Ele esfregou uma mão na lateral de sua pálida bochecha acinzentada, arranhando a barba que crescia ali. “Se eu deitar na cama por mais tempo, posso realmente morrer.”
Eu revirei os olhos. “Todos os homens são mesmo bebês, não são? Até mesmo Retentores.”
Suas sobrancelhas se ergueram um pouco. “Ah, disso eu não sei. Acho que me recuperei bastante bem, considerando que meu núcleo quase foi destruído pelo Legado.”
Nós nos viramos para uma porta na parede oposta da sala, sentindo uma poderosa assinatura de mana se aproximando. Ela deslizou para o lado com o mesmo barulho, e Seris entrou. Ele se levantou para saudá-la, e eu segui o exemplo.
Seris assentiu para nós. “Cylrit, não tenho uso para um Retentor que não pode seguir ordens. Você deve permanecer em repouso até que os curandeiros estejam convencidos de que seu núcleo não sofreu danos duradouros.”
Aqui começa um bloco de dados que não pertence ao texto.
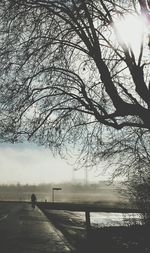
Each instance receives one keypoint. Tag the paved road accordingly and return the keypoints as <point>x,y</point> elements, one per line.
<point>23,230</point>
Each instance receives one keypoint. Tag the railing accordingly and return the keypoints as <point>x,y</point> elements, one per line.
<point>87,208</point>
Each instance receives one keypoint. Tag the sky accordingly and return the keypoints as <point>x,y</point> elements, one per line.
<point>31,164</point>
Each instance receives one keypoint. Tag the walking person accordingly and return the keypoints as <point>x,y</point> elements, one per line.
<point>33,200</point>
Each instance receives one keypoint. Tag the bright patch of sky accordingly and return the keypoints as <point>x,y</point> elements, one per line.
<point>29,164</point>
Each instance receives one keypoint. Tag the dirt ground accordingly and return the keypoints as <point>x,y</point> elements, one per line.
<point>128,239</point>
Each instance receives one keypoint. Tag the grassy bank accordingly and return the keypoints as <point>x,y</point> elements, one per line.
<point>127,239</point>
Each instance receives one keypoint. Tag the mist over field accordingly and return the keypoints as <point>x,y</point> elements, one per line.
<point>101,192</point>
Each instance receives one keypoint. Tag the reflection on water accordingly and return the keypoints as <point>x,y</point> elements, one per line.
<point>112,219</point>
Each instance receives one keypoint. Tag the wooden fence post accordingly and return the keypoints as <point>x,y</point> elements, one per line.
<point>88,224</point>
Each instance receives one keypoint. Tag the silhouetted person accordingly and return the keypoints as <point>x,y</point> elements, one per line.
<point>33,200</point>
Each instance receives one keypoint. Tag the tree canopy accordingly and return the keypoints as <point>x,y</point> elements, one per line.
<point>68,78</point>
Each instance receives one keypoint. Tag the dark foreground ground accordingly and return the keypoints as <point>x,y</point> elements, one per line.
<point>127,239</point>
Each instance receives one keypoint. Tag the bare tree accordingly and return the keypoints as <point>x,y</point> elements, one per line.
<point>68,80</point>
Olhei com atenção para a Foice, tentando ler sua expressão, tom e linguagem corporal. O nosso conflito com o Alto Soberano e suas forças não estava indo tão bem quanto esperávamos, e eu tinha certeza de que o estresse das recentes perdas deve ter pesado sobre ela; ela, contudo, não deu nenhum sinal externo.
“Perdoe a minha insolência, Foice Seris”, disse ele, afundando no banco, “mas o doutor Xanys me liberou não faz mais que trinta minutos.”
Seris deu a volta na mesa para entrar na frente das telas, ficando fora do alcance do campo telepático. A transmissão estava mostrando uma longa fila de homens e mulheres marchando acorrentados e com mordaças de metal presas nas bocas. “O sangue nomeado Akula, da Truacia.”
O sangue nomeado Akula fazia parte da operação de contrabando da Truacia, movendo prata das suas minas e armamentos trazidos de Vechor.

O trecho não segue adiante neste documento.